Свет за горами

22
18
20
22
24
26
28
30

– Отца я не видела с четырех лет. Мы с матерью сбежали. Он избивал ее, а она терпела. Потом уговорила его поехать в отпуск, чтобы как у всех, надеялась, что сможет в отпуске наладить нормальную семейную жизнь. А там он в первый же день выпил лишнего, приревновал ее, ну и набросился уже не только на нее, но и на меня. Я маленькая была. Плохо помню. Это мать потом рассказывала, что схватила меня, паспорт, деньги и выбежала из номера в чем была. Той же ночью мы сели на электричку, которая шла дольше всего. Ей было все равно куда, лишь бы подольше ехать. Потом пересели на еще какую-то. И снова сменили поезд. Так мы оказались в незнакомом городе. Мать устроилась воспитательницей в садик. Остригла свои светлые волосы и перекрасилась в брюнетку. Так даже я перестала ее узнавать, не то что кто-то мог случайно заметить на улице, очутись здесь проездом. Мне было строго настрого запрещено разговаривать с любыми людьми и рассказывать откуда мы приехали. Так мы стали жить в Смоленске. От работы ей дали общежитие, рядом с которым был небольшой продуктовый магазин. Там она познакомилась со своим следующим мужем. И мы переехали в его квартиру. Два года спустя родился Борька. Но отчим стал выпивать и однажды поднял на мать руку. Она молча подала на развод и мы снова оказались в общежитии, так и жили втроем. Со временем мать вспомнила, что у нее диплом юриста был когда-то. Сходила на курсы и устроилась в коммерческую фирму. Потом купили свою квартиру. Замуж больше она не шла и я была рада этому. С матерью в детстве ругались, а с Борькой дружили. Потом я выросла и уехала. Все детство провела в страхе, что отец найдет и убьет. Так мать говорила.

– А сама, что думала?

– А сама… Когда маленькая была, надеядась, что он приедет за мной, как герой, в медалях и заберет нас с мамой домой. Борьке обрадуется тоже. Маленькая думала, что мать не права, что сбежала. А потом я выросла и больше о такой ерунде не размышляла.
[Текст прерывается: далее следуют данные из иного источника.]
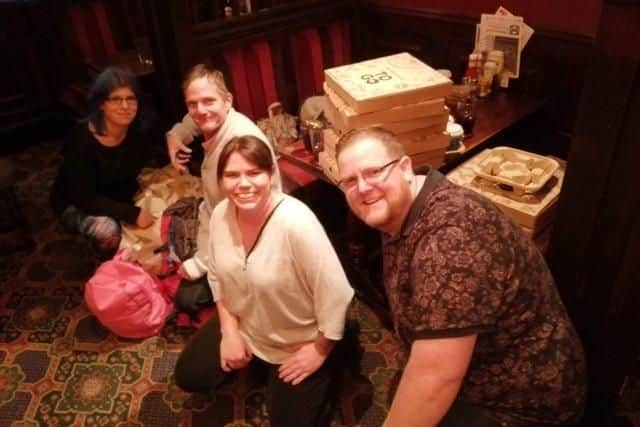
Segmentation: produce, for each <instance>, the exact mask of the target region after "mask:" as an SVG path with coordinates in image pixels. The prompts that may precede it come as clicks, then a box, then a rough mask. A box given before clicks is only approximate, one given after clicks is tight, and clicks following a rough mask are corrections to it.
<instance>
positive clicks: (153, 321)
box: [84, 255, 173, 338]
mask: <svg viewBox="0 0 640 427" xmlns="http://www.w3.org/2000/svg"><path fill="white" fill-rule="evenodd" d="M84 299H85V302H86V303H87V306H88V307H89V310H90V311H91V312H92V313H93V314H94V315H95V316H96V317H97V318H98V320H100V322H101V323H102V324H103V325H104V326H105V327H106V328H107V329H109V330H110V331H112V332H113V333H114V334H116V335H118V336H121V337H125V338H145V337H150V336H153V335H156V334H157V333H158V332H160V330H161V329H162V327H163V326H164V324H165V320H166V318H167V316H168V315H169V313H171V312H172V311H173V303H172V302H171V300H170V299H169V298H168V297H167V296H166V295H165V291H164V289H163V285H162V283H161V282H160V281H158V279H157V278H156V277H155V276H153V275H151V274H149V273H147V272H146V271H145V270H144V269H143V268H142V267H140V266H139V265H137V264H133V263H131V262H128V261H123V260H122V259H121V258H120V256H119V255H116V257H115V258H114V259H112V260H110V261H106V262H105V263H103V264H102V265H100V267H98V269H97V270H96V272H95V273H94V274H93V276H92V277H91V278H90V279H89V281H88V282H87V283H86V285H85V289H84Z"/></svg>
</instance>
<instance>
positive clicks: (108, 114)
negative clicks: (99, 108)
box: [101, 86, 138, 128]
mask: <svg viewBox="0 0 640 427" xmlns="http://www.w3.org/2000/svg"><path fill="white" fill-rule="evenodd" d="M101 109H102V113H103V116H104V122H105V125H106V126H107V128H109V127H128V126H129V125H130V124H131V123H132V122H133V120H134V119H135V118H136V114H137V113H138V99H137V98H136V94H135V93H134V92H133V90H131V88H130V87H127V86H124V87H119V88H117V89H115V90H113V91H112V92H111V93H110V94H109V96H108V97H107V99H105V101H104V102H103V103H102V106H101Z"/></svg>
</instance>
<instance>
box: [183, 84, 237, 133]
mask: <svg viewBox="0 0 640 427" xmlns="http://www.w3.org/2000/svg"><path fill="white" fill-rule="evenodd" d="M184 98H185V102H186V104H187V110H188V112H189V116H191V118H192V119H193V121H194V122H195V123H196V125H198V127H199V128H200V130H201V131H202V133H203V134H204V135H205V138H209V137H211V136H212V135H213V134H214V133H215V132H216V131H217V130H218V129H219V128H220V126H222V124H223V123H224V121H225V120H226V119H227V114H228V113H229V109H230V108H231V102H232V97H231V94H230V93H227V92H224V91H222V90H220V89H219V88H218V86H217V85H216V84H215V82H213V81H212V80H211V79H210V78H208V77H207V76H203V77H198V78H196V79H194V80H192V81H191V82H190V83H189V85H188V86H187V87H186V89H185V91H184Z"/></svg>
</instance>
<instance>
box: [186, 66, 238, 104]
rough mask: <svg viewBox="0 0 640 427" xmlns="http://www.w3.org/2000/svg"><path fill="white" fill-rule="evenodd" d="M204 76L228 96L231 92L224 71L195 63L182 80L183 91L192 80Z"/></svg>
mask: <svg viewBox="0 0 640 427" xmlns="http://www.w3.org/2000/svg"><path fill="white" fill-rule="evenodd" d="M202 77H206V78H207V80H209V81H210V82H211V83H213V84H215V85H216V87H217V88H218V91H219V92H220V93H221V94H222V95H225V96H226V95H229V94H230V92H229V89H227V85H226V83H225V82H224V76H223V75H222V72H221V71H220V70H217V69H215V68H211V67H209V66H207V65H205V64H198V65H195V66H194V67H193V68H191V69H190V70H189V71H188V72H187V74H186V76H185V78H184V80H183V81H182V91H183V92H184V91H186V90H187V87H189V85H190V84H191V82H193V81H194V80H196V79H199V78H202Z"/></svg>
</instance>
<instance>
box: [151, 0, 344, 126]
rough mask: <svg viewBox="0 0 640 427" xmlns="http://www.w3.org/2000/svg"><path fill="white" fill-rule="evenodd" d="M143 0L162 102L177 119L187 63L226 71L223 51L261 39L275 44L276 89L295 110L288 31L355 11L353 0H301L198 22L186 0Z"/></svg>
mask: <svg viewBox="0 0 640 427" xmlns="http://www.w3.org/2000/svg"><path fill="white" fill-rule="evenodd" d="M144 3H145V7H146V8H147V10H148V19H149V26H150V28H152V31H151V34H152V39H153V40H152V41H151V43H152V47H153V51H154V61H155V62H154V64H156V74H157V79H158V82H159V85H160V86H161V87H162V89H160V92H162V93H164V95H163V96H164V99H163V100H162V102H163V104H165V105H167V106H168V107H167V110H169V113H170V117H173V118H174V119H175V118H178V117H180V116H181V115H182V114H184V107H183V106H182V104H183V102H182V95H181V93H180V91H179V88H180V83H181V79H182V75H183V74H184V72H185V71H186V70H187V69H188V68H190V67H191V66H193V65H194V64H196V63H198V62H207V63H210V64H212V65H213V66H215V67H217V68H219V69H221V70H222V71H223V72H228V68H227V64H226V61H225V59H224V56H223V52H224V51H225V50H226V49H234V48H243V47H244V46H247V45H249V44H250V43H252V42H255V41H258V40H264V41H267V42H268V43H269V45H270V46H271V53H272V61H273V64H274V68H275V78H276V84H277V88H278V95H279V97H280V99H281V100H282V102H283V104H284V106H285V108H286V109H287V110H288V111H296V110H297V108H298V101H299V99H298V96H297V93H296V83H295V74H294V66H293V65H294V64H293V63H292V58H291V45H290V42H289V36H290V35H291V34H292V33H294V32H296V31H299V30H301V29H304V28H309V27H312V28H319V29H322V30H323V31H326V26H327V25H328V24H329V23H331V22H335V21H337V20H340V19H346V20H348V21H351V19H352V17H353V15H354V2H353V1H345V0H323V1H320V0H301V1H291V2H286V4H282V5H279V6H276V7H271V8H269V9H266V10H263V11H260V12H258V13H252V14H249V15H243V16H234V17H231V18H228V19H214V20H210V21H207V22H202V23H198V24H195V25H194V24H193V23H192V21H193V19H194V17H193V7H185V5H184V4H183V2H182V1H179V0H172V1H169V2H166V3H163V4H162V5H161V6H160V5H158V4H157V2H155V1H153V0H144ZM168 29H171V31H168ZM227 80H230V79H227ZM232 90H233V87H232Z"/></svg>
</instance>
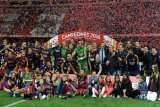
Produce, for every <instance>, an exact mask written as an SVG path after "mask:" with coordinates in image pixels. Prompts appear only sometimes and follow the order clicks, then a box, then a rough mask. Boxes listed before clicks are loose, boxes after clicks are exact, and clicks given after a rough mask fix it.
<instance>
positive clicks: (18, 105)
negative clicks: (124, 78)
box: [0, 92, 160, 107]
mask: <svg viewBox="0 0 160 107" xmlns="http://www.w3.org/2000/svg"><path fill="white" fill-rule="evenodd" d="M20 100H22V98H13V97H12V98H11V97H8V95H7V94H5V93H4V92H0V107H2V106H4V105H7V104H10V103H13V102H15V101H20ZM13 107H160V101H156V102H151V101H141V100H138V99H123V98H120V99H117V98H102V99H99V98H91V97H88V98H83V97H80V96H78V97H75V98H69V99H67V100H65V99H59V98H53V99H51V100H49V101H47V100H43V101H40V100H31V101H30V100H28V101H25V102H23V103H19V104H17V105H15V106H13Z"/></svg>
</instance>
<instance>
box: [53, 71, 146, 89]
mask: <svg viewBox="0 0 160 107" xmlns="http://www.w3.org/2000/svg"><path fill="white" fill-rule="evenodd" d="M101 76H102V77H104V78H105V77H106V75H101ZM61 77H62V78H63V74H61ZM75 77H76V75H75V74H69V78H70V79H72V80H73V79H74V78H75ZM90 77H91V75H87V79H88V81H89V78H90ZM55 78H56V74H53V77H52V80H54V79H55ZM114 78H115V77H114V76H111V81H112V82H113V83H114ZM122 78H123V76H120V80H121V81H122ZM129 78H130V80H131V82H132V88H133V89H138V83H139V78H137V77H136V76H130V77H129ZM88 81H87V82H88ZM146 83H147V85H148V84H149V78H146Z"/></svg>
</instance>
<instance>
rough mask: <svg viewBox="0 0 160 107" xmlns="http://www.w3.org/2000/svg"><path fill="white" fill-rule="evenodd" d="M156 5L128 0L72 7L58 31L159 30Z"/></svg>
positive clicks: (156, 6) (114, 31) (116, 32)
mask: <svg viewBox="0 0 160 107" xmlns="http://www.w3.org/2000/svg"><path fill="white" fill-rule="evenodd" d="M159 5H160V2H159V1H134V2H133V1H130V2H129V1H128V2H108V3H102V4H99V5H98V4H88V5H82V6H73V7H70V9H69V11H68V14H66V17H65V19H64V23H63V25H62V26H61V29H60V32H66V31H70V30H77V29H82V30H92V31H97V32H100V33H104V34H132V33H134V34H138V33H159V29H160V24H159V23H160V22H159V18H160V11H159ZM63 26H65V27H63ZM73 26H74V27H73Z"/></svg>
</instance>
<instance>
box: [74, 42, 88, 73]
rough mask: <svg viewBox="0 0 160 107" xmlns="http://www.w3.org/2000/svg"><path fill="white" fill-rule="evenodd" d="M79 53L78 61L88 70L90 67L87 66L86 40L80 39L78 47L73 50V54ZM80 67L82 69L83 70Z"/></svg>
mask: <svg viewBox="0 0 160 107" xmlns="http://www.w3.org/2000/svg"><path fill="white" fill-rule="evenodd" d="M75 55H77V61H78V63H79V65H80V68H81V69H82V70H84V71H85V72H88V67H87V59H86V58H87V50H86V47H84V42H83V40H79V41H78V47H77V48H75V50H74V52H73V56H75ZM81 69H80V70H81Z"/></svg>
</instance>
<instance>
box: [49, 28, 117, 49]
mask: <svg viewBox="0 0 160 107" xmlns="http://www.w3.org/2000/svg"><path fill="white" fill-rule="evenodd" d="M71 38H73V39H75V40H78V39H81V38H84V39H85V40H86V41H88V42H95V43H97V44H99V43H102V42H105V43H106V45H108V46H109V45H112V46H114V48H115V49H117V46H118V42H117V41H116V40H114V39H112V38H111V37H109V36H107V35H104V34H99V33H97V32H92V31H79V30H78V31H70V32H66V33H63V34H60V35H56V36H55V37H53V38H52V39H50V41H49V43H51V44H52V46H53V47H54V46H55V43H56V42H59V44H61V43H62V41H67V42H68V41H70V40H71Z"/></svg>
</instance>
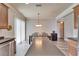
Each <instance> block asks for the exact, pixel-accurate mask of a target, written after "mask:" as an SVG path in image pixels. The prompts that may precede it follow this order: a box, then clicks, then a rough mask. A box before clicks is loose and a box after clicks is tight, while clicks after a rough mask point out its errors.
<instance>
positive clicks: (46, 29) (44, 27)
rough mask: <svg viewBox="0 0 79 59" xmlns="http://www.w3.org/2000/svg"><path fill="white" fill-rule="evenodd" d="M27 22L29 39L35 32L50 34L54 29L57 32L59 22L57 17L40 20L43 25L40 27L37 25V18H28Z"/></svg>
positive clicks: (27, 28)
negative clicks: (56, 18)
mask: <svg viewBox="0 0 79 59" xmlns="http://www.w3.org/2000/svg"><path fill="white" fill-rule="evenodd" d="M26 23H27V24H26V32H27V39H29V35H31V34H32V33H34V32H46V33H48V34H50V33H51V32H52V31H53V30H55V31H56V32H57V22H56V20H55V19H49V20H46V19H45V20H40V24H42V25H43V26H42V27H40V28H37V27H36V26H35V25H36V24H37V20H33V19H32V20H31V19H27V22H26Z"/></svg>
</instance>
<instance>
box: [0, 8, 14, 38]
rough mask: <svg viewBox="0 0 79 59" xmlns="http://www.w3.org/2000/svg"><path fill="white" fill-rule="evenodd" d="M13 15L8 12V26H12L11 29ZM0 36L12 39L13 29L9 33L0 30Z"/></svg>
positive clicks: (9, 12) (13, 22)
mask: <svg viewBox="0 0 79 59" xmlns="http://www.w3.org/2000/svg"><path fill="white" fill-rule="evenodd" d="M13 20H14V15H13V13H12V11H11V9H9V10H8V25H12V28H14V21H13ZM0 36H5V37H13V36H14V29H12V30H11V31H8V30H7V29H0Z"/></svg>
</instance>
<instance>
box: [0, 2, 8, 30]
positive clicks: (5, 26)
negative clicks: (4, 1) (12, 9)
mask: <svg viewBox="0 0 79 59" xmlns="http://www.w3.org/2000/svg"><path fill="white" fill-rule="evenodd" d="M7 28H8V7H7V6H6V5H4V4H2V3H0V29H7Z"/></svg>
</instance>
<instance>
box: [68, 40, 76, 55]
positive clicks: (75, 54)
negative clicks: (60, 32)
mask: <svg viewBox="0 0 79 59" xmlns="http://www.w3.org/2000/svg"><path fill="white" fill-rule="evenodd" d="M67 52H68V55H69V56H77V41H74V40H71V39H69V40H68V51H67Z"/></svg>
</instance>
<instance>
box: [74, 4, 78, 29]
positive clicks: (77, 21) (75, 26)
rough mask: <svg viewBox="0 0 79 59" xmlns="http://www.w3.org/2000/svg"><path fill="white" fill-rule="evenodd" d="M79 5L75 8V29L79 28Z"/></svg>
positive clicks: (74, 21) (74, 18)
mask: <svg viewBox="0 0 79 59" xmlns="http://www.w3.org/2000/svg"><path fill="white" fill-rule="evenodd" d="M78 16H79V5H78V6H76V7H75V8H74V28H78Z"/></svg>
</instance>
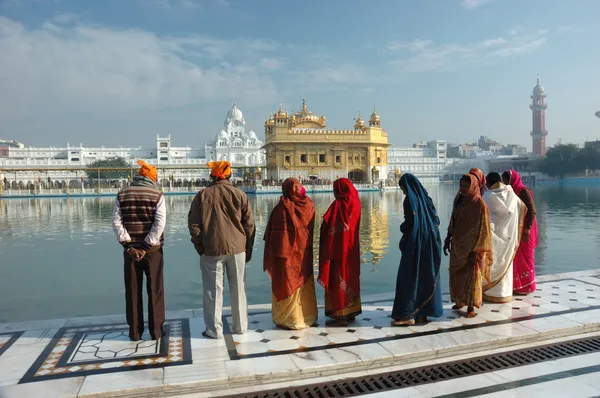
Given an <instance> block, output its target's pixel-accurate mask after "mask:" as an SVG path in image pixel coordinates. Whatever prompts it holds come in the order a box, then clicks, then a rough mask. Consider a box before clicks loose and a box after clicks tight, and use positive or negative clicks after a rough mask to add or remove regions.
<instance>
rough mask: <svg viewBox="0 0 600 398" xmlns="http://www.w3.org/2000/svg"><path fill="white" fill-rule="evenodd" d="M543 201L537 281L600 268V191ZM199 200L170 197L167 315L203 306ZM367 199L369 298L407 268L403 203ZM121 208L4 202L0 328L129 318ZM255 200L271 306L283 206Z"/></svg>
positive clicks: (579, 192) (569, 189)
mask: <svg viewBox="0 0 600 398" xmlns="http://www.w3.org/2000/svg"><path fill="white" fill-rule="evenodd" d="M427 189H428V191H429V192H430V195H431V197H432V198H433V200H434V202H435V204H436V207H437V209H438V212H439V215H440V219H441V230H442V238H444V237H445V230H446V228H447V225H448V219H449V216H450V211H451V204H452V200H453V198H454V196H455V194H456V190H457V187H456V186H455V185H452V184H440V185H438V184H435V185H428V186H427ZM534 194H535V199H536V205H537V211H538V222H539V229H540V246H539V248H538V249H537V253H536V257H537V258H536V260H537V272H538V274H550V273H552V274H554V273H560V272H568V271H578V270H587V269H594V268H597V266H598V264H599V262H598V260H599V258H600V229H598V227H597V225H598V220H599V219H600V187H589V188H586V187H559V186H538V187H535V188H534ZM311 196H312V198H313V200H314V202H315V205H316V209H317V220H318V221H317V224H316V228H315V245H318V228H319V226H320V222H319V220H320V218H321V217H322V215H323V214H324V212H325V211H326V210H327V207H328V206H329V204H330V202H331V200H332V199H333V194H314V195H311ZM192 198H193V197H192V196H167V197H166V199H167V206H168V213H167V216H168V220H167V228H166V230H165V242H166V244H165V295H166V296H165V300H166V305H167V309H168V310H177V309H187V308H201V306H202V285H201V275H200V268H199V259H198V255H197V254H196V252H195V250H194V248H193V247H192V244H191V243H190V241H189V235H188V230H187V213H188V210H189V205H190V203H191V201H192ZM360 198H361V202H362V222H361V230H360V233H361V245H362V253H363V256H362V258H363V266H362V273H361V280H362V293H363V294H372V293H382V292H391V291H393V290H394V288H395V281H396V272H397V269H398V264H399V261H400V252H399V250H398V242H399V241H400V230H399V226H400V223H401V222H402V220H403V215H402V199H403V196H402V193H401V192H400V191H386V192H365V193H361V194H360ZM113 200H114V199H112V198H106V197H104V198H103V197H89V198H38V199H5V200H0V292H1V294H2V300H0V323H2V322H15V321H26V320H36V319H49V318H67V317H77V316H91V315H104V314H119V313H122V312H123V311H124V287H123V271H122V257H121V256H122V254H121V248H120V246H119V245H118V244H117V243H116V239H115V236H114V233H113V231H112V227H111V219H112V210H113ZM250 200H251V203H252V207H253V211H254V214H255V218H256V223H257V239H256V243H255V248H254V250H255V252H254V255H253V258H252V261H251V262H250V263H249V264H248V272H247V293H248V301H249V303H250V304H260V303H269V302H270V300H271V292H270V280H269V277H268V275H267V274H266V273H264V272H263V269H262V252H263V249H264V244H263V240H262V237H263V234H264V231H265V227H266V224H267V221H268V217H269V213H270V211H271V209H272V208H273V207H274V206H275V205H276V203H277V201H278V200H279V196H277V195H262V196H251V197H250ZM316 253H318V251H317V250H316ZM316 260H317V259H316V258H315V263H316ZM447 269H448V260H447V258H444V260H443V263H442V286H444V289H443V290H444V291H447V283H448V282H447V275H448V271H447ZM317 289H318V290H317V294H318V296H319V298H322V296H323V290H322V289H321V288H320V287H319V286H318V287H317ZM226 290H227V289H226ZM226 300H227V301H228V298H226Z"/></svg>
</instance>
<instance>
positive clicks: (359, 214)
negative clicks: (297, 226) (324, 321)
mask: <svg viewBox="0 0 600 398" xmlns="http://www.w3.org/2000/svg"><path fill="white" fill-rule="evenodd" d="M333 193H334V195H335V200H334V201H333V203H332V204H331V206H329V210H327V213H325V215H324V216H323V224H322V225H321V236H320V244H319V283H320V284H321V285H322V286H323V287H324V288H325V315H326V316H328V317H329V318H331V319H332V320H331V321H328V322H327V323H328V324H330V325H339V326H344V325H347V324H348V323H349V322H352V321H354V318H355V317H356V316H357V315H360V314H361V313H362V306H361V303H360V240H359V238H360V236H359V227H360V200H359V199H358V192H357V191H356V188H354V185H352V182H351V181H350V180H349V179H347V178H340V179H338V180H335V182H334V183H333Z"/></svg>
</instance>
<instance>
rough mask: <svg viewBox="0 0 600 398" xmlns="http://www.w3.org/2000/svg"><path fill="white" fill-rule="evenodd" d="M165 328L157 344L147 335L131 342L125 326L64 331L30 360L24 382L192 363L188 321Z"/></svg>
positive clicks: (72, 329) (173, 320) (164, 326)
mask: <svg viewBox="0 0 600 398" xmlns="http://www.w3.org/2000/svg"><path fill="white" fill-rule="evenodd" d="M164 329H165V332H166V335H165V336H163V337H162V338H161V339H159V340H158V341H153V340H149V339H150V337H149V336H148V335H144V336H142V338H145V339H146V340H142V341H137V342H132V341H129V339H128V338H127V337H126V336H127V333H128V326H127V325H123V324H116V325H91V326H81V327H65V328H61V329H60V330H59V331H58V332H57V333H56V335H55V336H54V338H53V340H52V343H50V344H47V345H44V348H42V349H41V350H43V352H41V350H40V352H41V354H40V352H37V359H36V360H35V363H34V361H33V360H32V361H30V367H29V369H28V370H27V372H26V373H25V374H24V375H23V377H22V379H21V383H29V382H39V381H44V380H52V379H59V378H68V377H78V376H86V375H96V374H101V373H123V372H125V371H134V370H136V369H139V368H140V367H144V368H147V367H154V368H162V367H163V366H165V365H169V366H175V365H185V364H191V363H192V354H191V347H190V340H189V324H188V320H187V319H181V320H170V321H167V323H165V326H164ZM16 348H19V349H27V348H35V345H23V346H19V347H16ZM0 360H2V358H1V357H0ZM32 363H33V365H31V364H32Z"/></svg>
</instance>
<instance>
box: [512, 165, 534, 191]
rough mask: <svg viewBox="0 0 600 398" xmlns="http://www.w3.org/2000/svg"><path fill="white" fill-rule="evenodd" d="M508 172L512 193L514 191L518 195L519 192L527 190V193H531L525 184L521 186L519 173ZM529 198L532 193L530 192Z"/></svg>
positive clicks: (522, 184)
mask: <svg viewBox="0 0 600 398" xmlns="http://www.w3.org/2000/svg"><path fill="white" fill-rule="evenodd" d="M508 172H509V173H510V186H511V187H513V191H515V193H516V194H517V195H520V194H521V191H522V190H524V189H527V190H529V192H531V190H530V189H529V188H527V187H526V186H525V184H523V181H522V180H521V175H520V174H519V173H517V172H516V171H514V170H509V171H508ZM531 197H533V192H531Z"/></svg>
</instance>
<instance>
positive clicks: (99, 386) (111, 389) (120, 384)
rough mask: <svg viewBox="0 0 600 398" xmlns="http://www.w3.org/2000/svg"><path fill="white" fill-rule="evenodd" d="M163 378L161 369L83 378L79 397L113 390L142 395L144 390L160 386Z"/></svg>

– Найти, когда выросла, не пыталась.

– Я же в следственном на практике была. Мне там знакомые помогли по базе пробить.

– И что?

– Погиб он. Через три года после того, как мы сбежали. А мать всю жизнь боялась, что найдет и пряталась. Он милиционером был. Пошел на задание и не вернулся. Я потом в отчете прочла. Что лез в самые опасные дела. Поэтому такой конец был предсказуем.

– И ты думала, что если бы мать не сбежала, то все могло бы быть по-другому.

– Думала. И мать обвиняла, пока не выросла.

– А потом что?

– А потом все хорошо. Уехала и забыла это все.

– Забыла, но с братом и матерью не общаешься. И по-твоему это и есть “все хорошо”.

– Со стороны может и не очень выглядит. Но у меня правда все хорошо. Зачем только разоткровенничалась сейчас? Думала, что сама об этом давно забыла. Никому раньше об этом не рассказывала.

– Это все от стресса. День у тебя нелегкий выдался. Что-то срезонировало, может. Какой-то звук напомнил или запах. Что угодно может быть. А может я показался неотразимым? И ты почувствовала, что не сможешь устоять передо мной.

– Скажешь тоже. Ты всегда таким самоуверенным был? Или это отсутствие других представителей человеческой расы убедило тебя в собственной неотразимости?

– Не знаю, но медсестры в клинике считали меня интересным. Белкам здесь я тоже нравлюсь.

– Поздно уже. Тебе пора.

– Я думал ты меня пригласишь остаться. Я же раненый. А у тебя доброе сердце.

– Кто тебе такую ерунду про сердце сказал? Меня разной называли, но доброй меня еще никто не считал.

– У тебя слезы были на глазах, когда про сокола рассказывала. И потом когда перевязывала мне ногу. И потом тоже.